We don’t need a fancy or complicated parser since the language is so simple. We can simply iterate over the characters in the input string, generating the corresponding code for each operator and then continue to the next one:

input.chars().forEach(c -> {
   switch (c) {
       case '>' -> move(composer,       1); // Move right by 1
       case '<' -> move(composer,      -1); // Move left by 1
       case '+' -> increment(composer,  1); // Increment by 1
       case '-' -> increment(composer, -1); // Decrement by 1
       case ',' -> printChar(composer); 
       case '.' -> readChar(composer);
       case '[' -> loopBegin(composer);
       case ']' -> loopEnd(composer);
       default -> {
           // Ignore other characters.
       }
   }
});

This will call a corresponding method to generate the code for each operator and ignore any non-operator characters. We’ll take a look at each code generation method one by one.

The move operators < >

The < and > operators move the data pointer left or right by one: in our generated Java program this corresponds to incrementing or decrementing the data pointer by 1.

Out of all of the operators, this is the easiest to generate code for as there is a single Java bytecode instruction that does exactly what we need: iinc.

The iinc instruction takes as operands a local variable index and a signed byte value and when executed the local variable will be incremented by the value.
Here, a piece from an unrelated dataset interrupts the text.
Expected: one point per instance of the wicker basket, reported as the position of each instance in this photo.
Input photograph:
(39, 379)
private static void move(CodeBuilder codeBuilder, int amount) {
  codeBuilder.iinc(DATA_POINTER, amount);
}

The increment / decrement operators + -

The increment and decrement operators increment or decrement the value in Brainf*ck memory by 1. In our generated Java bytecode this corresponds to incrementing or decrementing the value in the array at the data pointer index i.e. in Java source code it would look like MEMORY[DATA_POINTER]++.
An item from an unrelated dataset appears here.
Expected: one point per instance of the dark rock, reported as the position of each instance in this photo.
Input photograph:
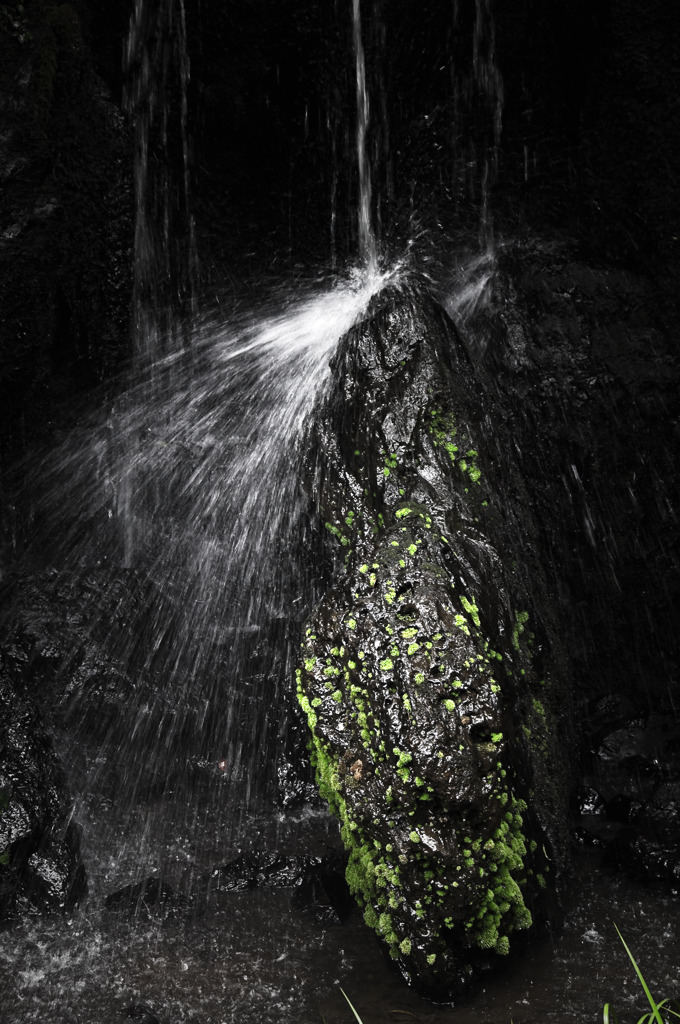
(66, 216)
(40, 865)
(421, 676)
The baload instruction is used to load a byte value from a byte array. It pops its two operands from the stack: the array reference and the array index. So to load a value from the memory array requires 3 instructions:

aload to push the memory array onto the stack
iload to push the data pointer array index onto the stack
baload to load the value from the memory array at the data pointer index

There is also a corresponding bastore instruction which pops the array reference and array index from the stack as well as the value to store into the array at the specified index.

Since we’re going to need the memory array and data pointer on the stack later for using with bastore we duplicate the top two entries on the stack, using dup2, before the baload instruction pops the original two:

codeBuilder
 .aload(MEMORY)
 .iload(DATA_POINTER)
 .dup2()
 .baload()

After executing these instructions the JVM stack will look something like this:

MEMORY[DATA_POINTER]

DATA_POINTER

MEMORY

We’ll then add 1 or -1 to the value on the top of the stack by pushing the amount value onto the stack with the constantInstruction pseudo-instruction that generates the correct instruction to push a constant onto the stack. For example, passing the integer 1 as a parameter would generate the iconst_1 instruction whereas passing the integer 30,000 would generate the sipush instruction.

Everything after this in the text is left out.